Funkausstellung Berlin – geht mit großem Erfolg über die Bühne.
Jetzt muß mit (wechselnder Priorität)
- das Gerät produktionsreif gemacht werden. bei praktisch schon „angelaufener“ Produktion, zumindestens von Sub-assys;
- die Qualität (call-rate) erheblich verbessert werden. Es gibt noch viel zu viel systematische Fehler;
- eine drastische Senkung des Gestehungspreises für VR 2020 erreicht werden und
- das Economy-Gerät (VR 2010) rascher entwickelt werden,
Wir machen die schlimmsten Wochen u. Monate seit Bestehen der
Entwicklungsaktivität durch.
N 1702 Bänder abgebaut, der CA wird weiterhin VR 2020 mit guter Qualität und sinkenden Preisen versprochen.
NTSC-Prototypen für eine Ausstellung in Tokio werden in unserer Vorentw.Gruppe in Ehv. angefertigt.
SECAM Geräte für eine Demonstration in Frankreich werden urgiert.
Aktivitäten am VR 2010 werden gänzlich eingestellt.
Eine Alternative des Economy Gerätes – VR 2011 – wird als Prototyp vorgestellt, aber nicht in Produktionsentwicklung genommen.
Wir haben in 1979 noch keine Geräte VR 2020 kommerziell abgeliefert.

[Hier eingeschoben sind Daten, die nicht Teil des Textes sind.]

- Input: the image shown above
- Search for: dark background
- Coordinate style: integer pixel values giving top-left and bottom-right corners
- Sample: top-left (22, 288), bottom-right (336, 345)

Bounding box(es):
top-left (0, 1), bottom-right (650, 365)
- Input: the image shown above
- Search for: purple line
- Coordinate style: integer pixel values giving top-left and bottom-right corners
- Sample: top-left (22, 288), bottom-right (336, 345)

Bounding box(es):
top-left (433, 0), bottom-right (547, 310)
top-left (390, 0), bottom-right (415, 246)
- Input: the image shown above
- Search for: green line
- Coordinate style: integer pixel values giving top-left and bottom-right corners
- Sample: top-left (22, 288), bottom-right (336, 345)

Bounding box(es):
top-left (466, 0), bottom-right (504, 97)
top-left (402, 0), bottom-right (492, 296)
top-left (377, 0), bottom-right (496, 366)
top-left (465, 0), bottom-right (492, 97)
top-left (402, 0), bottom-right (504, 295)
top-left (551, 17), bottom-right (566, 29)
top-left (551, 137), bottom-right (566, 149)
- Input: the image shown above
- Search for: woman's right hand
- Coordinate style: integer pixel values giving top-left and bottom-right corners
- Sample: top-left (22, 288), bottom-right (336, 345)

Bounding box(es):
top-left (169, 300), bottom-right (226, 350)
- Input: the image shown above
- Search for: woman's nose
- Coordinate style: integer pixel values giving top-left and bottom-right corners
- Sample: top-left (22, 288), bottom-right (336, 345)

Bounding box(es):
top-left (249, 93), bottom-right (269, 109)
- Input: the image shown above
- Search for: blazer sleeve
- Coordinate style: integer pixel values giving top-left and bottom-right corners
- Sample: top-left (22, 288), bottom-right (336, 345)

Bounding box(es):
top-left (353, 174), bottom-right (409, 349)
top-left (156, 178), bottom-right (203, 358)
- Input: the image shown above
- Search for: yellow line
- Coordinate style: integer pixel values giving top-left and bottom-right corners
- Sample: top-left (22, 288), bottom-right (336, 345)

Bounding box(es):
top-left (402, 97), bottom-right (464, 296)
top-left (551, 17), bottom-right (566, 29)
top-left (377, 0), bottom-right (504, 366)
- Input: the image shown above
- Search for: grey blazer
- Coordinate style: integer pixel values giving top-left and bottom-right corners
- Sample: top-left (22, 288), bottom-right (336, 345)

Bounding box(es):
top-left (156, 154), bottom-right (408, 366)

Wir erreichen call rate 0,25, VR 2020 wird kommerziell freigegeben.
Eine neue Labororganisation wird introduziert, speziell im Hinblick auf Mark II.
Innovationsleitung Hr. Forsthuber.
Projektleitung für Mark I Aktivitäten Hr. Länger.(van Rooij bleibt Projektleiter Mark II)
Alle technischen Belange laufen nunmehr ausschließlich über die Projektleiter.